Aug 29th, 2008 | By Contrarian Profits | Category: Featured, Financial News“U.S. stocks strike solid gains on second-quarter GDP,” ran a gleeful headline yesterday on MarketWatch.
“Investors, showing no sign of concern about the outlook, took the GDP report at face value and pushed stocks up sharply on the news,” ran another breathless piece of editorial, following data that showed U.S. GDP up 3.3% in the second quarter.
But as Addison Wiggan and Ian Mathias pointed out yesterday in Agora Financial’s 5. Min Forecast, the government’s stimulus check program and a weaker dollar were partly responsible…
Government stimulus checks helped boost second-quarter GDP up 3.3%. That’s nearly double the Commerce Department’s initial projection.

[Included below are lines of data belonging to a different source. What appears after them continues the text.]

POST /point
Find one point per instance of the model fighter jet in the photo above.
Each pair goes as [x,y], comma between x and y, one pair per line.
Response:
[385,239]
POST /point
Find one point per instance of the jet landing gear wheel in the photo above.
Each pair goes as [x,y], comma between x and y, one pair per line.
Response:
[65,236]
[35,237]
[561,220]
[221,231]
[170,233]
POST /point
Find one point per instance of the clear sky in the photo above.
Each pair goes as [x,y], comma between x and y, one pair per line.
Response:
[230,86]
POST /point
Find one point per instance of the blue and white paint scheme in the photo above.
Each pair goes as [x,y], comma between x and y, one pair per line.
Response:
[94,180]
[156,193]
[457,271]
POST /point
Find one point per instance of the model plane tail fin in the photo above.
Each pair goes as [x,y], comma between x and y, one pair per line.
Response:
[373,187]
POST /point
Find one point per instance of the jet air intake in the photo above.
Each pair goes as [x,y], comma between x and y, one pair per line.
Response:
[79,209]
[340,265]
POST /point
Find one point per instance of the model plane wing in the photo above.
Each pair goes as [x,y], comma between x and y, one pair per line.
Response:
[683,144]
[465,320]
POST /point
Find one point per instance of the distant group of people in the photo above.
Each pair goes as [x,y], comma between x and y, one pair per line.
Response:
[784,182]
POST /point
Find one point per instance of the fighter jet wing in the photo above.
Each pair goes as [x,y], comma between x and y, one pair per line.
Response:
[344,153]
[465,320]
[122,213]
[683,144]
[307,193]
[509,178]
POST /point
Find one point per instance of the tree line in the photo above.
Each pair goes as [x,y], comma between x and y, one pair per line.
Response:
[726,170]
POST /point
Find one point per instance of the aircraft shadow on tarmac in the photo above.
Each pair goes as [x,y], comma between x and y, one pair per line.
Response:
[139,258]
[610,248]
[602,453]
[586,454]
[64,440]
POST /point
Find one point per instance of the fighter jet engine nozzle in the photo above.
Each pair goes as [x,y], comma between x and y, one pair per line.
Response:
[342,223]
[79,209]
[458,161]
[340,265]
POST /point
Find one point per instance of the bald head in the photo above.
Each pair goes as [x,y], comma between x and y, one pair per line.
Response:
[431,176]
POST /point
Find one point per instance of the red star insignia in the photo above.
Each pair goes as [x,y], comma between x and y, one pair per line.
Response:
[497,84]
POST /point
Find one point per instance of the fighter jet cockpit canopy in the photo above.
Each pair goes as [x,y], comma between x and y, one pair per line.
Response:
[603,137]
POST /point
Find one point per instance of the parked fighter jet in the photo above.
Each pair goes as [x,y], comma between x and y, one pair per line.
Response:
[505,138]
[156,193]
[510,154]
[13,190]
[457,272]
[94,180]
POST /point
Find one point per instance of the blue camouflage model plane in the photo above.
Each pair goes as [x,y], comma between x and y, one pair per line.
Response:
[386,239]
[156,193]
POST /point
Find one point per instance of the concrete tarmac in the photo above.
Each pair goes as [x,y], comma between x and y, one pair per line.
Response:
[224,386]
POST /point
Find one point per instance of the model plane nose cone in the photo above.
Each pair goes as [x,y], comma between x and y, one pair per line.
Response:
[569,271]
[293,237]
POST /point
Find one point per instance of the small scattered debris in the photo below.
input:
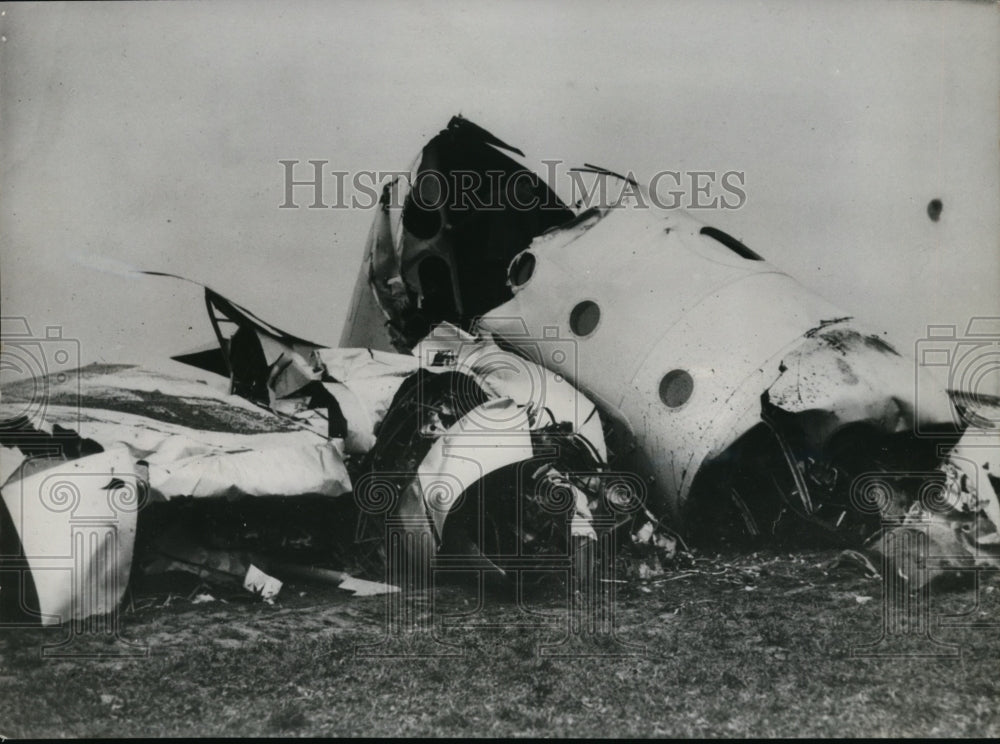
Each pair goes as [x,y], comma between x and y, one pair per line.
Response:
[258,582]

A weak dollar also helped U.S. exports rise. They’re up 13%… 4 points higher than the expected 9%.
And for every bit of good news, says the 5, there’s a litany of scary data close behind…
Bankruptcy filings, for example, were up 29% in June, year over year. Total filings for the 12-month period rang in just under 1 million.
And here’s a curious bit of data for both Buffett and Greenspan, champions of the “American productivity” school of euphorinomics: Between 2000-2007, U.S. worker productivity increased 18%, but salaries declined, on average, $2,000.
Despite producing an average of 2.5% more geegaws each year, the median inflation-adjusted family has fallen over the past seven years, from $58,000 to $56,000. “It’s a compelling example of a large disconnect,” says Jared Bernstein of the Economic Policy Institute. “Americans aren’t being rewarded for their productivity.”
And as Strategic Investment editor Dan Amoss said in an earlier post about bond king Bill Gross’s plea to Barack Obama to boost the budget deficit to $1 trillion, GDP figures are not necessarily a foolproof measure of the health of the economy…
I’ve always been skeptical of GDP as a measure of economic progress. It treats dollars spent and dollars invested equally (a dollar invested adds to capital formation, while a dollar spent subtracts from it). The GDP equation also treats government spending as a good thing. It is not. Aside from spending on the occasional “public good,” it just sucks capital out of the efficient, adaptive private sector and doles it out to politically powerful voting blocks.
For the sake of U.S. stocks, let’s just hope investors keep on taking those GDP figures at “face value.”